- Born: July 26, 1941 Denver, Colorado, US
- Died: September 8, 2012 (aged 71) Eugene, Oregon, US

Academic background
- Alma mater: University of Colorado Harvard University

Academic work
- Discipline: ethnomusicology
- Institutions: Boston College Colorado College Harvard University Wellesley College University of Oregon
- Main interests: American and Scottish traditional music

= Anne Dhu McLucas =

American musicologist, ethnomusicologist and administrator

Anne Dhu McLucas (July 26, 1941 – September 8, 2012) was an American ethnomusicologist and educator known for her research on American and Scottish traditional music. McLucas (née Shapiro) attended the University of Colorado and Harvard University, receiving her doctorate from Harvard in 1975. She taught at Boston College, Colorado College, Harvard University, Wellesley College, and the University of Oregon.

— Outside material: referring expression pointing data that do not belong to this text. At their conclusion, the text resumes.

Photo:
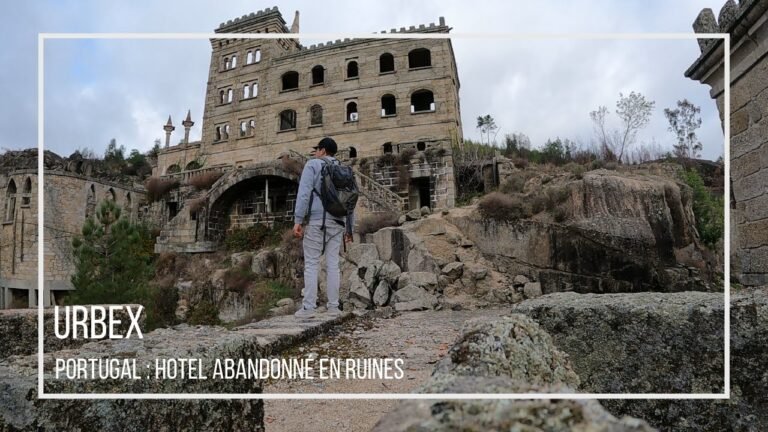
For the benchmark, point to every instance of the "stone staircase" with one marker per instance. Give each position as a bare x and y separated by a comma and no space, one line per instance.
371,189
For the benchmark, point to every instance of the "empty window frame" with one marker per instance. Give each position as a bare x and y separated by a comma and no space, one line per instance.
388,105
352,71
418,58
315,115
290,80
287,120
352,111
386,63
422,101
318,75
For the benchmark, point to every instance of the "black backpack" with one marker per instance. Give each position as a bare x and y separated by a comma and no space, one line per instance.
338,191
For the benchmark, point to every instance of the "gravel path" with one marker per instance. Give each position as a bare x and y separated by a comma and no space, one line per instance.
419,338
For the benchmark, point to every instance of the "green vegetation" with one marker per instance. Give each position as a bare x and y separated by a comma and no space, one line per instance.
254,237
707,208
113,265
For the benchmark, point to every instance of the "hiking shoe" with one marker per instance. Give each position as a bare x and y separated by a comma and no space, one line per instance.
304,313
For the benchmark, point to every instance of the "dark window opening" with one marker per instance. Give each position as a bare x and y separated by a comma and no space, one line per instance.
290,80
316,115
420,57
422,100
388,106
352,111
386,63
288,120
352,71
173,209
318,75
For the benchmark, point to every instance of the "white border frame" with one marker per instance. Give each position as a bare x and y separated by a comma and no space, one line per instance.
726,37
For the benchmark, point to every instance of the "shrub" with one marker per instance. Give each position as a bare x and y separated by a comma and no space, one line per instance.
374,222
292,166
158,188
503,207
405,156
707,209
205,180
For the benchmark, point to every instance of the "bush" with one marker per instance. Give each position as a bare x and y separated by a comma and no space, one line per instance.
503,207
372,223
205,180
253,238
707,209
158,188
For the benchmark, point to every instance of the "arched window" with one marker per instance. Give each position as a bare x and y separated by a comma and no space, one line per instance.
90,202
290,80
316,115
352,111
10,201
352,71
386,63
26,191
288,120
388,106
318,75
420,57
422,101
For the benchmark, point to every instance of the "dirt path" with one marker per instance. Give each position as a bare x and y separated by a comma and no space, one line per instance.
419,338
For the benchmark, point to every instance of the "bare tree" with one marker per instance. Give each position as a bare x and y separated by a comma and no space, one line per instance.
683,121
634,111
487,125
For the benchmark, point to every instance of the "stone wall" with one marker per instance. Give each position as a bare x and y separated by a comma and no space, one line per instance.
747,24
66,198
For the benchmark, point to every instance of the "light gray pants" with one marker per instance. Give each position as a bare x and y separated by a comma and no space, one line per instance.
313,246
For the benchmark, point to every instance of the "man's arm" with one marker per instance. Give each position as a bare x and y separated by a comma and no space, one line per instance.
306,184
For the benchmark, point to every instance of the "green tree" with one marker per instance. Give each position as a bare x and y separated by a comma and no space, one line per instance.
112,261
683,121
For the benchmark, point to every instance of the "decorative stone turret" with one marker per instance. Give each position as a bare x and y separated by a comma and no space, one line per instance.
187,123
168,128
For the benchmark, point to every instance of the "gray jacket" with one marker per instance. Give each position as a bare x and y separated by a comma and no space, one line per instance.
310,180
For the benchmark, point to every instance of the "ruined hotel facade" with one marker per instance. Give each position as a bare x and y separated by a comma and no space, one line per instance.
273,99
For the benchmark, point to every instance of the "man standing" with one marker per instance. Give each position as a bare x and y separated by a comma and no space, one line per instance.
316,238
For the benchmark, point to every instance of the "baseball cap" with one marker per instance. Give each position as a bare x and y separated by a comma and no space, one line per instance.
328,144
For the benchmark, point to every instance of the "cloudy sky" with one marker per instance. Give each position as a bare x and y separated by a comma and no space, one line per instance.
96,90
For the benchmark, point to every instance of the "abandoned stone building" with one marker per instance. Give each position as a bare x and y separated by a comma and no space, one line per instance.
748,27
382,100
71,193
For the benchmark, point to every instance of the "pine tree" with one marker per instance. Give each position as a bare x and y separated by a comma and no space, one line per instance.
112,262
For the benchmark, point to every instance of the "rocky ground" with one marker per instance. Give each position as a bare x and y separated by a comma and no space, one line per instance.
421,339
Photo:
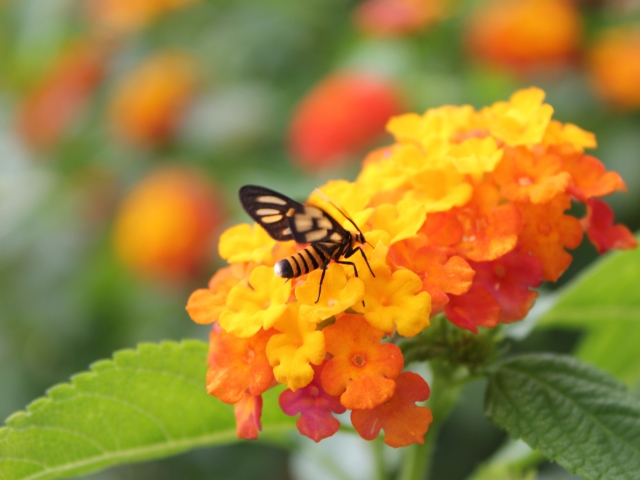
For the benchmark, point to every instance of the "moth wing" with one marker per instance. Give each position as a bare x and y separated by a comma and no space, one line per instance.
312,224
271,210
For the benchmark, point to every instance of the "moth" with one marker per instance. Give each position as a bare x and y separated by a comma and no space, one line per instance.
285,219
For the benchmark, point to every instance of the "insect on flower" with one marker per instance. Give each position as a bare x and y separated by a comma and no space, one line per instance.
285,219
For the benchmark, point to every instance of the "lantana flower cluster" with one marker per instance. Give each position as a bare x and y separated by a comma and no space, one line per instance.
465,214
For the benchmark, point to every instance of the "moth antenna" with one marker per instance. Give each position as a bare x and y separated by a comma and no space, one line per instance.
337,206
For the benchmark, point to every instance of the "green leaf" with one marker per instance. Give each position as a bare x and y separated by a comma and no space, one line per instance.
605,302
607,292
145,403
573,413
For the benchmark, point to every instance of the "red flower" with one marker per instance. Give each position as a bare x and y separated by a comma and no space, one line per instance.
58,99
238,365
602,232
402,420
509,279
248,412
398,17
345,113
315,406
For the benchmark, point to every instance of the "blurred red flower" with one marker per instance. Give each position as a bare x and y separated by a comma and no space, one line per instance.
343,114
614,62
398,17
525,35
148,104
166,225
123,16
56,101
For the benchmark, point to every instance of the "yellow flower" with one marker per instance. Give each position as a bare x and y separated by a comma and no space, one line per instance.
346,196
443,123
400,221
256,306
558,133
522,120
337,294
243,243
475,156
395,301
440,190
292,350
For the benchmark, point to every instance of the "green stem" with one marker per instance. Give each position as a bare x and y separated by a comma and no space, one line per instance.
381,472
446,386
417,458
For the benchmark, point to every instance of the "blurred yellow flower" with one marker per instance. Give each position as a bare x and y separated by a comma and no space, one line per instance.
148,104
166,225
124,16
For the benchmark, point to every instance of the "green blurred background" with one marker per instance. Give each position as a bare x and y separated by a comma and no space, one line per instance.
128,127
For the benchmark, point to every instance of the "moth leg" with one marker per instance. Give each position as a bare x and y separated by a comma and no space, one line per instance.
363,256
324,270
355,270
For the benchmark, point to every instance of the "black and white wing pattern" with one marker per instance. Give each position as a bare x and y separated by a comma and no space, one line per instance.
286,219
270,209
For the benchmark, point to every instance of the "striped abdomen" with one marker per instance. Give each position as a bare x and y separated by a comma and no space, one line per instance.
302,262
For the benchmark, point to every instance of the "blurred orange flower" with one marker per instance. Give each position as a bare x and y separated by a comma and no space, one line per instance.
59,97
525,34
149,102
614,63
123,16
398,17
343,114
166,225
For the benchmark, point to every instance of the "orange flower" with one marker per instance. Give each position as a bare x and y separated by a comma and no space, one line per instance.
124,16
464,212
362,369
402,420
490,230
614,63
524,175
150,101
343,114
547,232
248,412
206,304
165,226
601,230
237,365
59,97
441,274
398,17
525,34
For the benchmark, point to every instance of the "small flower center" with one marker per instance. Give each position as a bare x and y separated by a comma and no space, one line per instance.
248,356
358,360
544,228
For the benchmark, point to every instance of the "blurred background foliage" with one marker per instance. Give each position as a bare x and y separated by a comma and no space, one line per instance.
129,125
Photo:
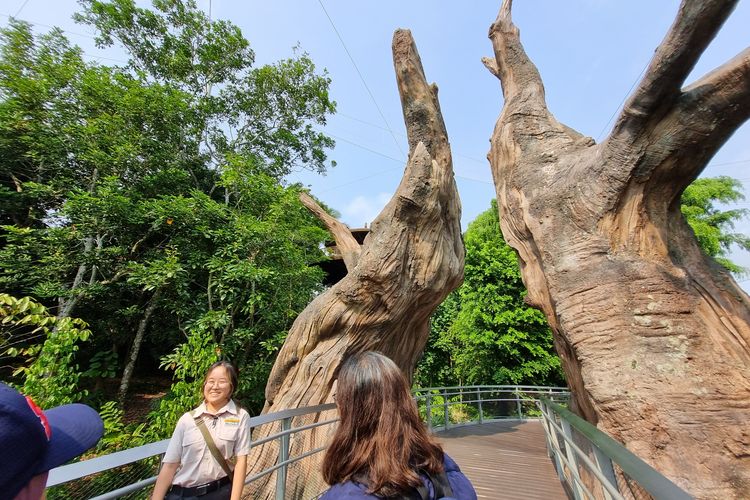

She was the dean of the University of Oregon School of Music and Dance from 1992 to 2002, where she continued to teach as an emerita faculty member until her death.

McLucas was murdered, along with her partner, James Gillette, in their home on September 8, 2012 in Eugene, Oregon. They were both murdered by Johan Gillette, James Gillette's son.

The Society for American Music (where she had served as president from 1997 through 1999) established a fellowship in her honor.